More than a quarter of undergraduate women from a large group of leading universities said they experienced a sexual assault.
These women were assaulted either by force or when incapacitated, according to one of the largest studies of its kind that was released in September and reported by the New York Times.
The Association of American Universities commissioned the study. More than 27 percent of female college seniors reported that, since entering college, they had experienced unwanted sexual contact carried out by force or incapacitation, usually due to alcohol or drugs. Nearly half of those, 13 percent, had experienced penetration, attempted penetration or oral sex.
Recently there have been several high-profile lawsuits filed by college students in sexual assault cases. For example, Florida State University’s star quarterback was accused of raping a female student at his off-campus apartment. This case, along with others, has drawn the attention of the White House.
In 2014, President Obama appointed the White House Task Force to Protect Students from Sexual Assaults. During the research phase, Rape, Abuse and Incest National Network (RAINN) urged the task force to remain focused on the root of the problem, pointing out that rape is “not caused by cultural factors but by the conscious decisions of a small percentage of the community to commit a violent crime.” RAINN stressed that research suggests 90 percent of rapes at universities are perpetrated by 3 percent of college men–demonstrating the high incidence of recidivism among repeat offenders.
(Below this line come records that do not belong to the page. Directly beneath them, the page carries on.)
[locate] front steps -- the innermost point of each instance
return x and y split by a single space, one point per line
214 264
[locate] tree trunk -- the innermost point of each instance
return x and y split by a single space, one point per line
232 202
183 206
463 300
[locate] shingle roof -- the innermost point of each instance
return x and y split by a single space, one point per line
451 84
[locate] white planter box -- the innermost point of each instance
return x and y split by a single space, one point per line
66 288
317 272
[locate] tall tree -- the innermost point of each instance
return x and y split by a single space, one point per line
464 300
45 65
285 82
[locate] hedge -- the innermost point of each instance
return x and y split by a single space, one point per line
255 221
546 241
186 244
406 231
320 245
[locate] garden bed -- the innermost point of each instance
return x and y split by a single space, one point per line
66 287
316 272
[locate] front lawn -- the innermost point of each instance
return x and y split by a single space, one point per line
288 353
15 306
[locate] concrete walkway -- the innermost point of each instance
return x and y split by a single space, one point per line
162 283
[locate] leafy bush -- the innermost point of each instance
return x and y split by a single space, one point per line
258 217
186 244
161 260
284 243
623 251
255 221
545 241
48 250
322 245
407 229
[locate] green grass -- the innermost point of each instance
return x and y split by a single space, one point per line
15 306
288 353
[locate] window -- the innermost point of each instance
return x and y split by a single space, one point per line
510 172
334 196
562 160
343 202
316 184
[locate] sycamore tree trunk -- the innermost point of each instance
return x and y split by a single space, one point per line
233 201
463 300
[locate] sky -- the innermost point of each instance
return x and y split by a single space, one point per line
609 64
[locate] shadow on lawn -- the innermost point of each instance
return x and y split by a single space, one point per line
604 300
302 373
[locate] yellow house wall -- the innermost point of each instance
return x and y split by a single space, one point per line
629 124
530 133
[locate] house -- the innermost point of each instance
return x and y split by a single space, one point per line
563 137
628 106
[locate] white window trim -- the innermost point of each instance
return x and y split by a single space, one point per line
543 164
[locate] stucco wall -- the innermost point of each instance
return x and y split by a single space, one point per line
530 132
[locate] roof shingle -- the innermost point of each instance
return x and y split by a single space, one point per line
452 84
In the A.A.U. study, approximately three-fourths of victims did not report the incident to anyone in authority, much less law enforcement.
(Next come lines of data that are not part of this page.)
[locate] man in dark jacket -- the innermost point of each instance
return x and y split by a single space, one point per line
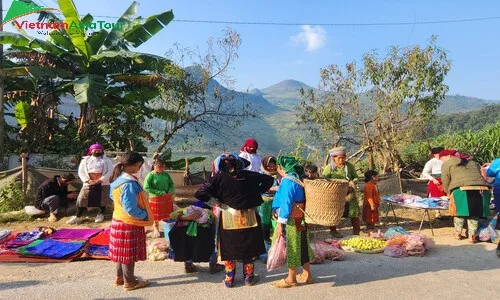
53 193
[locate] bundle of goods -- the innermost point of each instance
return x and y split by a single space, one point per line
407 245
158 250
364 245
395 230
417 201
325 201
323 250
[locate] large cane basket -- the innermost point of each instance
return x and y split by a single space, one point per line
325 201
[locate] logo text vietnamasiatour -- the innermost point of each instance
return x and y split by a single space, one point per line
98 25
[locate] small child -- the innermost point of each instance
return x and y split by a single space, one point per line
311 172
160 187
131 213
371 200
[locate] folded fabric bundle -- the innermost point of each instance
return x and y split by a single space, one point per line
22 250
24 238
75 233
97 250
101 239
55 249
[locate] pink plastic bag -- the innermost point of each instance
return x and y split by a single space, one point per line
277 254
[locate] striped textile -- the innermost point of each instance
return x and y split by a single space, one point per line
161 206
127 243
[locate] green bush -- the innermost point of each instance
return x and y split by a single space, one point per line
11 197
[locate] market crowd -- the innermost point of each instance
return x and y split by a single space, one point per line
249 203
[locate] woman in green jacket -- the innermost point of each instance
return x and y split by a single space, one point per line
468 191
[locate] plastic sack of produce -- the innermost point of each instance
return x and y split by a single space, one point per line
395 230
328 251
397 241
395 251
318 258
487 232
277 254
“Victims are afraid law enforcement won’t take the charge seriously, they feel responsible for the assault, they are ashamed or for any number of personal reasons. It is up to the victim to decide if she wants to prosecute. That is her right,” said Southeastern Louisiana University Police Chief Harold Todd. “When a sexual assault is reported on campus, a medical exam is encouraged, and the victim is directed to seek help at the SELU Counseling Center.”
The SELU Counseling Center is located across from Pursley Hall, at 912 Oak Street.
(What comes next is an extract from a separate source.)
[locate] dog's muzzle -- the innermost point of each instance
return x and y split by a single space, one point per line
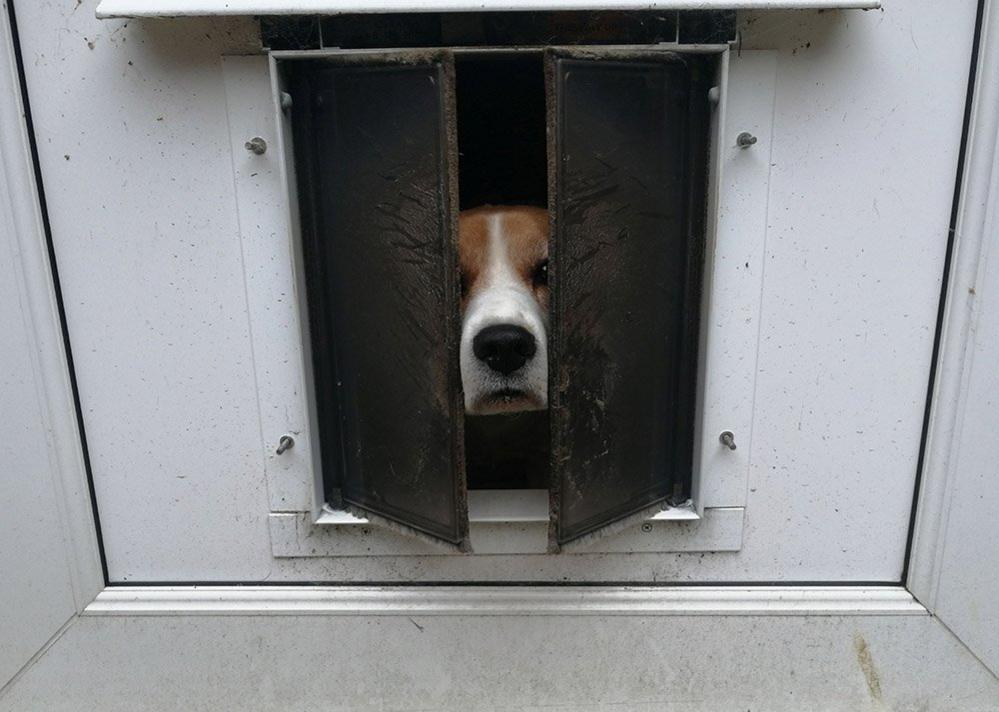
504 360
The Jeanne Clery Act, a consumer protection law passed in 1990, requires all colleges and universities who receive federal funding to share crime statistics and to make this information available to the public. The most recent report for Southeastern provides data for the years 2012– 2014.
It indicates two sexual offenses in 2012, three in 2013 and zero in 2014.
“These numbers aren’t bad for a campus of 15,000 students, and a school the size of a small town,” Todd said.
The University Police Department offers advice and information for students about what steps to take for protection at the Southeastern website.